Michael Willi, a spokesman for UBS, confirmed that one of its predecessors held a majority stake in a cement factory in Poland where slave labourers were used during the war.

Willi said the Swiss Bank Corporation, one of two banks that merged in 1998 to create UBS, had held a majority stake in a holding firm which itself had a majority share in the Golleschauer cement factory.

He said the factory was forcibly taken into SS administration when Nazi Germany invaded Poland in 1939 and that documents in Berlin proved that the cement works used slave labourers.

Willi was unable to give an exact figure for the number of people involved but one British media report says at least 400 prisoners from the nearby Auschwitz concentration camp were forced to work at the factory.
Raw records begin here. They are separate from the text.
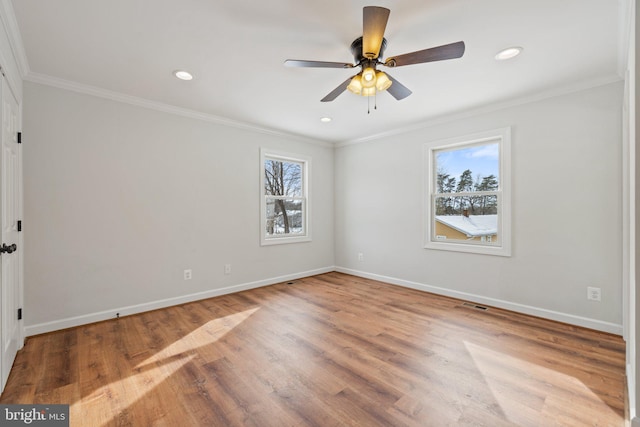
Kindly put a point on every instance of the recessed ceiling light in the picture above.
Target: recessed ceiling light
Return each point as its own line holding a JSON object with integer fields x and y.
{"x": 183, "y": 75}
{"x": 508, "y": 53}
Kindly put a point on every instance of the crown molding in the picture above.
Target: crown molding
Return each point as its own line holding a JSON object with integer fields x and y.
{"x": 625, "y": 32}
{"x": 8, "y": 17}
{"x": 495, "y": 106}
{"x": 162, "y": 107}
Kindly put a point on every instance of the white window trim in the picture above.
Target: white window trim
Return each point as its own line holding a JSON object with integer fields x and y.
{"x": 503, "y": 136}
{"x": 283, "y": 239}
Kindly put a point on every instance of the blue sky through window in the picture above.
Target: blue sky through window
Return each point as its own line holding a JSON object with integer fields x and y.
{"x": 481, "y": 159}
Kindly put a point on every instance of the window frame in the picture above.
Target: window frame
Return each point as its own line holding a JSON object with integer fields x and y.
{"x": 305, "y": 236}
{"x": 503, "y": 137}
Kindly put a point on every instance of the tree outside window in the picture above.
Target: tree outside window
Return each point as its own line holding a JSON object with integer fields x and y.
{"x": 284, "y": 205}
{"x": 468, "y": 207}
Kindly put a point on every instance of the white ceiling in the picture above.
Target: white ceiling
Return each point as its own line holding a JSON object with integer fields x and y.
{"x": 236, "y": 48}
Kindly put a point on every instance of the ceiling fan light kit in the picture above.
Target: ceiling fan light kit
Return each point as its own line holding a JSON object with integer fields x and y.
{"x": 367, "y": 51}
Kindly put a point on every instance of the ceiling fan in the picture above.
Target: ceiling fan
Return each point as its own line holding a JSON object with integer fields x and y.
{"x": 368, "y": 50}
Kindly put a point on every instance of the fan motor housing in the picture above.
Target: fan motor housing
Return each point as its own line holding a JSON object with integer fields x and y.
{"x": 356, "y": 50}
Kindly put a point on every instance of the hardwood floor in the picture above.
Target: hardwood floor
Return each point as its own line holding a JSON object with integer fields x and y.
{"x": 328, "y": 350}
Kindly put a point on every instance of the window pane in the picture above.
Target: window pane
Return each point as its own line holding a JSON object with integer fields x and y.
{"x": 282, "y": 178}
{"x": 284, "y": 216}
{"x": 472, "y": 168}
{"x": 474, "y": 220}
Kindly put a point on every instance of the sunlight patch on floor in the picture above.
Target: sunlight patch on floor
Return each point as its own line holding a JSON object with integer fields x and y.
{"x": 153, "y": 371}
{"x": 530, "y": 394}
{"x": 206, "y": 334}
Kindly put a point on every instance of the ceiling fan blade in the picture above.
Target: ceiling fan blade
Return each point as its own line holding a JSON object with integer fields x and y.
{"x": 397, "y": 89}
{"x": 447, "y": 51}
{"x": 374, "y": 22}
{"x": 316, "y": 64}
{"x": 337, "y": 91}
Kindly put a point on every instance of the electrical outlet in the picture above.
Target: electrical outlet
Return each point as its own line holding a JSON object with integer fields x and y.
{"x": 594, "y": 294}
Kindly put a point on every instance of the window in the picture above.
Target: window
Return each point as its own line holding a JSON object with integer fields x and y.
{"x": 285, "y": 202}
{"x": 468, "y": 206}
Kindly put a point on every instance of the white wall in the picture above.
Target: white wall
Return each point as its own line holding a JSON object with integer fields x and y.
{"x": 567, "y": 202}
{"x": 119, "y": 200}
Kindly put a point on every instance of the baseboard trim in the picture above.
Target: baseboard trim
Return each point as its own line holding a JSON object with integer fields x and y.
{"x": 520, "y": 308}
{"x": 70, "y": 322}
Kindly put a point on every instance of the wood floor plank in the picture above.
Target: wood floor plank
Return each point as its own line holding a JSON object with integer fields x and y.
{"x": 327, "y": 350}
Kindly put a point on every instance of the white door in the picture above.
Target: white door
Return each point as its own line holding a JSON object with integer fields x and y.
{"x": 10, "y": 187}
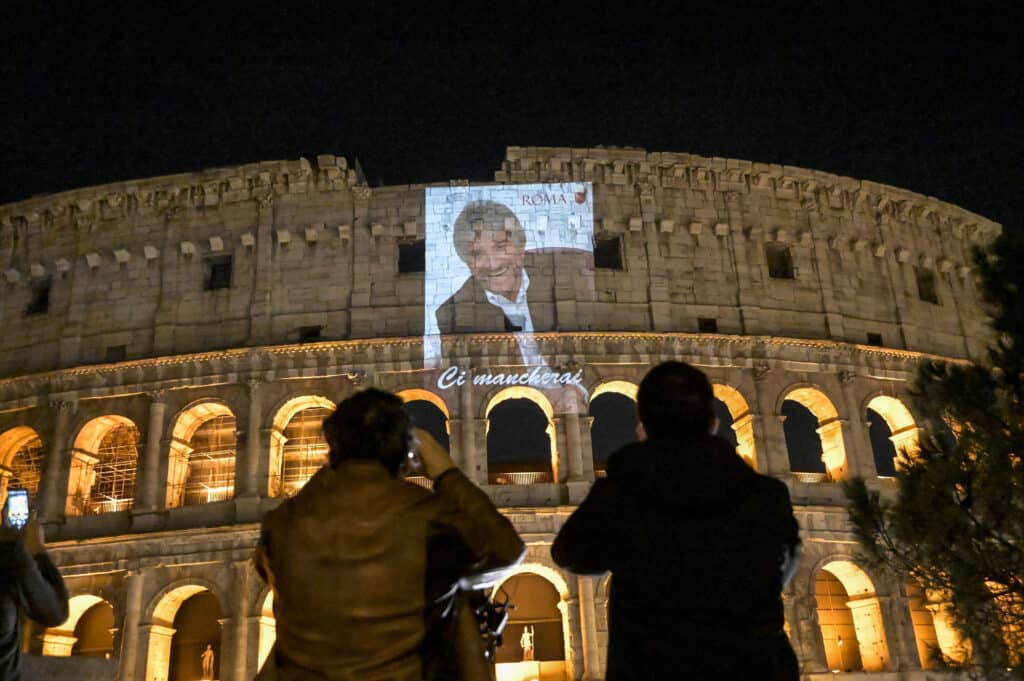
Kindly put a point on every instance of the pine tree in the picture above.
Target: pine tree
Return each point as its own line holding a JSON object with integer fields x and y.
{"x": 956, "y": 523}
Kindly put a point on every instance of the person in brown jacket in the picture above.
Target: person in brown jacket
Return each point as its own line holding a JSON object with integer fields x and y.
{"x": 364, "y": 564}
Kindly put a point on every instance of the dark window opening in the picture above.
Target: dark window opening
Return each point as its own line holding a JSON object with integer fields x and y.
{"x": 310, "y": 334}
{"x": 219, "y": 272}
{"x": 802, "y": 440}
{"x": 608, "y": 253}
{"x": 116, "y": 352}
{"x": 779, "y": 260}
{"x": 412, "y": 256}
{"x": 882, "y": 447}
{"x": 926, "y": 285}
{"x": 40, "y": 302}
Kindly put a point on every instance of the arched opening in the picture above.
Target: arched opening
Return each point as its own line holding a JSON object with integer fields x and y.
{"x": 813, "y": 436}
{"x": 88, "y": 631}
{"x": 20, "y": 461}
{"x": 204, "y": 445}
{"x": 850, "y": 619}
{"x": 535, "y": 636}
{"x": 102, "y": 468}
{"x": 923, "y": 621}
{"x": 519, "y": 443}
{"x": 735, "y": 423}
{"x": 427, "y": 416}
{"x": 893, "y": 433}
{"x": 197, "y": 634}
{"x": 297, "y": 445}
{"x": 94, "y": 632}
{"x": 614, "y": 426}
{"x": 267, "y": 630}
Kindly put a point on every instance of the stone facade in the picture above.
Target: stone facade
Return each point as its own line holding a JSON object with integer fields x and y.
{"x": 127, "y": 265}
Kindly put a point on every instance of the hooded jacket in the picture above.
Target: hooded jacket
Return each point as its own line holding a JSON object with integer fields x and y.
{"x": 694, "y": 540}
{"x": 359, "y": 561}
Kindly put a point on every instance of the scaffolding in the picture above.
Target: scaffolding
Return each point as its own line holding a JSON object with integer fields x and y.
{"x": 113, "y": 476}
{"x": 304, "y": 451}
{"x": 27, "y": 466}
{"x": 210, "y": 475}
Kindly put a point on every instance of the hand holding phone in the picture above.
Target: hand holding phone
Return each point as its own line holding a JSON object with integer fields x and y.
{"x": 15, "y": 510}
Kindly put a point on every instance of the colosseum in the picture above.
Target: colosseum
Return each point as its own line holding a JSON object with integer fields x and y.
{"x": 171, "y": 345}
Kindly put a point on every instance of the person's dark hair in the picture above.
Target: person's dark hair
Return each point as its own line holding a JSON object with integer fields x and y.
{"x": 675, "y": 399}
{"x": 371, "y": 424}
{"x": 480, "y": 216}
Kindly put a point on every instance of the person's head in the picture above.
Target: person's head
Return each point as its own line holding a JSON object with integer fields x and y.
{"x": 491, "y": 241}
{"x": 372, "y": 424}
{"x": 675, "y": 399}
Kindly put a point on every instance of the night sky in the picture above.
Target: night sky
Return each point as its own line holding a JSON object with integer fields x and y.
{"x": 927, "y": 101}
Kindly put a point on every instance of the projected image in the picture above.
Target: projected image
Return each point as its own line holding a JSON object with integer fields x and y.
{"x": 498, "y": 258}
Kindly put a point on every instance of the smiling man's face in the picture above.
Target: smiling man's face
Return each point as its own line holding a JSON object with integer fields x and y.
{"x": 496, "y": 257}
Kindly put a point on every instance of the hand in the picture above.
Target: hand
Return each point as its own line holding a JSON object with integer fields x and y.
{"x": 435, "y": 460}
{"x": 35, "y": 541}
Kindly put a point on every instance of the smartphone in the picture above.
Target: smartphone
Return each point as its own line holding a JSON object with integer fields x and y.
{"x": 16, "y": 508}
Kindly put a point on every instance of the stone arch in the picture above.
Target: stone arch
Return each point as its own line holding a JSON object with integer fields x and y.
{"x": 553, "y": 578}
{"x": 59, "y": 641}
{"x": 742, "y": 421}
{"x": 267, "y": 627}
{"x": 411, "y": 394}
{"x": 104, "y": 455}
{"x": 283, "y": 481}
{"x": 625, "y": 388}
{"x": 538, "y": 397}
{"x": 903, "y": 428}
{"x": 161, "y": 613}
{"x": 20, "y": 460}
{"x": 608, "y": 421}
{"x": 199, "y": 474}
{"x": 829, "y": 428}
{"x": 862, "y": 604}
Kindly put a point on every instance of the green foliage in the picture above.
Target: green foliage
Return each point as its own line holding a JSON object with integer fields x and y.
{"x": 956, "y": 524}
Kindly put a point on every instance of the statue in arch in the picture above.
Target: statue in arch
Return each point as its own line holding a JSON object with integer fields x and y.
{"x": 208, "y": 657}
{"x": 526, "y": 643}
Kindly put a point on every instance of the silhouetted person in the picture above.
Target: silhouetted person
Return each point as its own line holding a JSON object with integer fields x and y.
{"x": 364, "y": 563}
{"x": 698, "y": 545}
{"x": 30, "y": 585}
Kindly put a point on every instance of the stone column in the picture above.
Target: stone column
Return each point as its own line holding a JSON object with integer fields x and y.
{"x": 455, "y": 442}
{"x": 56, "y": 465}
{"x": 130, "y": 653}
{"x": 860, "y": 457}
{"x": 870, "y": 633}
{"x": 248, "y": 472}
{"x": 588, "y": 626}
{"x": 772, "y": 451}
{"x": 569, "y": 607}
{"x": 470, "y": 453}
{"x": 248, "y": 490}
{"x": 151, "y": 498}
{"x": 573, "y": 452}
{"x": 157, "y": 639}
{"x": 806, "y": 633}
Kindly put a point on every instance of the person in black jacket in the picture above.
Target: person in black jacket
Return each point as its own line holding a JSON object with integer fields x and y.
{"x": 31, "y": 584}
{"x": 698, "y": 545}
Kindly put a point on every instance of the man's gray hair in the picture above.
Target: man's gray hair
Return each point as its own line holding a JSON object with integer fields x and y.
{"x": 479, "y": 216}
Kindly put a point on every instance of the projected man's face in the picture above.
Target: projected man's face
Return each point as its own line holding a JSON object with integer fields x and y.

Last week, UBS along with Switzerland's second biggest bank, Credit Suisse, formally approved the $1.25 billion (SFr2 billion) global settlement aimed at ending the long-running dispute over Holocaust assets.

A US judge has given Swiss companies which benefited from slave labour until August 25 to decide whether they want to be part of the deal. If they agree, they will be free from the threat of legal action.

Willi said any use of slave labour involving the banks is already covered under the settlement.